A very simple line chart showing events over time.

Plotting cumulative values

coronavirus %>%
  filter(type == "confirmed") %>%
  filter(cases > 0) %>%
  mutate(place = ifelse(country == "US", "US", "other")) %>%
  # order items in legend: first "US", then "other"
  mutate(place = factor(place, levels = c("US", "other"))) %>%
  group_by(date, place) %>%
  summarise(cases = sum(cases), .groups='drop') %>%
  group_by(place) %>%
  # create column with cumulative value
  mutate(ccases = cumsum(cases)) %>%
  ggplot(aes(x=date, y=ccases, color=place)) +
  geom_line()+
  theme_half_open() +
  scale_y_continuous(labels = function(x) floor(x/1000000)) +
  ylab(bquote("\u00D7"*10^6~"cumulative number of cases")) +  background_grid(major = "y") +
  theme(legend.position = "bottom")

A line chart can become difficult to read when the curves are highly jittery. In that case, it may help to plot cumulative values. However, this will make it more difficult to observe interesting events (e.g., spikes) in the data.

Using a sliding window average

coronavirus %>%
  filter(type == "confirmed") %>%
  filter(cases > 0) %>%
  mutate(place = ifelse(country == "US", "US", "other")) %>%
  # order items in legend: first "US", then "other"
  mutate(place = factor(place, levels = c("US", "other"))) %>%
  group_by(date, place) %>%
  summarise(cases = sum(cases), .groups="drop") %>%
  group_by(place) %>%
  # add column with sliding window average, window size = 7
  mutate(meancases = rollmean(cases, 7, fill=NA)) %>%
  filter(!is.na(meancases)) %>%
  ggplot(aes(x=date, y=meancases, color=place)) +
  geom_line()+
  theme_half_open() +
  scale_y_continuous(labels = function(x) floor(x/1000)) +
  ylab(bquote("\u00D7"*10^3~"number of cases")) +
  background_grid(major = "y") +
  theme(legend.position = "bottom")

Another way of dealing with jittery curves is to use a sliding window average. This smooths the curves, but partially hides spikes.
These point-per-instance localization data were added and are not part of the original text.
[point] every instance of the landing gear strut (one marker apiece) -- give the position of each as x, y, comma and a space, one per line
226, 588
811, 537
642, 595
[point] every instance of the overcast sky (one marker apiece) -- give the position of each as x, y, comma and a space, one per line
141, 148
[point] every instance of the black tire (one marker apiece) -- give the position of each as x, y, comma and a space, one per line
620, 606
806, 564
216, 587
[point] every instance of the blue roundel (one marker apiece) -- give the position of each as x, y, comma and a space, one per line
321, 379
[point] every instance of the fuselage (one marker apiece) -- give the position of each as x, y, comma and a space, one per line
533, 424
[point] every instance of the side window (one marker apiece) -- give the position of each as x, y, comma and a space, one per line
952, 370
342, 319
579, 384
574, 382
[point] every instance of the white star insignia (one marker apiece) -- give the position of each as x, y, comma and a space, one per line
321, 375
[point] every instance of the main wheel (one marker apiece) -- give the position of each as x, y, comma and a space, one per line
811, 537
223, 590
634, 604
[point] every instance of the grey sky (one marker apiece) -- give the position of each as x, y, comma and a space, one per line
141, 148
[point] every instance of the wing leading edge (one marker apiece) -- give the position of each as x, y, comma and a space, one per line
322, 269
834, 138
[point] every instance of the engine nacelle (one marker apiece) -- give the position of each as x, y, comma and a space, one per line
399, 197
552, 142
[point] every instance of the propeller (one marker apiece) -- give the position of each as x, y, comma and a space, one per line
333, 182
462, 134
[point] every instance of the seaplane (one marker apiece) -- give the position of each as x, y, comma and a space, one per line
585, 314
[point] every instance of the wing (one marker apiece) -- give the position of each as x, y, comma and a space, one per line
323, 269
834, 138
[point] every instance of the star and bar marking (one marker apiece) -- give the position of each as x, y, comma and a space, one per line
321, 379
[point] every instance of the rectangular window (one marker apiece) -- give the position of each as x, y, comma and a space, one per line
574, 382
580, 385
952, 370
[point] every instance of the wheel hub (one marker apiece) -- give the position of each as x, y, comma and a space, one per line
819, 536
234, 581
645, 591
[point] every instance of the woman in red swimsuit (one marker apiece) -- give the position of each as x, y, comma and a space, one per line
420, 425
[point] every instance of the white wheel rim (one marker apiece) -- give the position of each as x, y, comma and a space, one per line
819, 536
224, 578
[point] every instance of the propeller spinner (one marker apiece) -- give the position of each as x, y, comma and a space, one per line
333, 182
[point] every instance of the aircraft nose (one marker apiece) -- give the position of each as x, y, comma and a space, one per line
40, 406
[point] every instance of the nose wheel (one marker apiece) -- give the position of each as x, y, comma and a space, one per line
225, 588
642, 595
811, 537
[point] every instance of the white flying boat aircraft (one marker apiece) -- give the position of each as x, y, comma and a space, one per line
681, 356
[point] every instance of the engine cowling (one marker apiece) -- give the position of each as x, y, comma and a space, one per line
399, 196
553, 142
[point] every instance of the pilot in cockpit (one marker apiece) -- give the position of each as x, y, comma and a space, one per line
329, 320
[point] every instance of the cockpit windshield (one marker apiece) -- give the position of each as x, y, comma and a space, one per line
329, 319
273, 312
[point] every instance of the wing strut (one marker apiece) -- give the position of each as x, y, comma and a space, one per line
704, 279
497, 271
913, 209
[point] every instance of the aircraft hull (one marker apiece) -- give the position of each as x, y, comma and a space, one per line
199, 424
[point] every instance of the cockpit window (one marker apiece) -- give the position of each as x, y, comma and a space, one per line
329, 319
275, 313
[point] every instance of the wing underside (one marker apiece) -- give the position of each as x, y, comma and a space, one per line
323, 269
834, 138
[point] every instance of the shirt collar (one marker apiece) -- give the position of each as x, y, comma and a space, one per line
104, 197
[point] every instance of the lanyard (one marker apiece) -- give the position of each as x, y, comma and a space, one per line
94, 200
For example, compare the spike just before (i.e., to the left of) 2021-01, and compare it with the spike without using a sliding window average.

Highlighting values

labels <- c("US", "India")
coronavirus %>%
  filter(type == "confirmed") %>%
  filter(cases > 0) %>%
  group_by(country) %>%
  # Add US and India to the start of country list, to get the correct legend colors
  mutate(country = factor(country, levels = c(labels, sort(setdiff(country, labels))))) %>%
  mutate(meancases = rollmean(cases, 7, fill = NA)) %>%
  filter(!is.na(meancases)) %>%
  ggplot(aes(x=date, y=meancases, color=country)) +
  geom_line() +
  # highlight countries whose rolling average number of cases exceeds 200,000
  # if necessary, connect label to curve with a black line segment
  gghighlight(max(meancases) > 200000, label_key=country, label_params = list(segment.color="black")) +
  theme_half_open() +
  scale_y_continuous(labels = function(x) floor(x/1000)) +
  ylab(bquote("\u00D7"*10^3~"number of cases")) +
  background_grid(major = "y")

If your line chart contains many curves, it can be useful to highlight the most important ones. This allows you to show all data without overloading the reader.

Improving accessibility

# create data for line chart
d <- coronavirus %>%
  filter(type == "confirmed") %>%
  filter(cases > 0) %>%
  mutate(place = ifelse(country == "US", "US", "other")) %>%
  # order items in legend: first "US", then "other"
  mutate(place = factor(place, levels = c("US", "other"))) %>%
  group_by(date, place) %>%
  summarise(cases = sum(cases), .groups = "drop") %>%
  group_by(place) %>%
  mutate(meancases = rollmean(cases, 7, fill=NA)) %>%
  filter(!is.na(meancases))

# create data for markers
dm <- d %>%
  # select dates to place markers
  mutate(markers = if_else(mday(date) == 1, meancases, NaN)) %>%
  filter(!is.na(markers))

# plot
ggplot(data=d, aes(x=date, y=meancases, color=place)) +
geom_line() +
# plot markers on top of geom_line
geom_point(data=dm, aes(y=markers, shape=place, color=place), size=3) +
gghighlight(label_params = list(segment.color="black"), label_key = place) +
theme_half_open() +
scale_y_continuous(labels = function(x) floor(x/1000)) +
ylab(bquote("\u00D7"*10^3~"number of cases")) +
background_grid(major = "y") +
theme(legend.position = "none")

Line charts can be tricky to read when printed in gray scale or when your reader has a color vision deficiency. A simple way to improve readability is to add markers to your chart.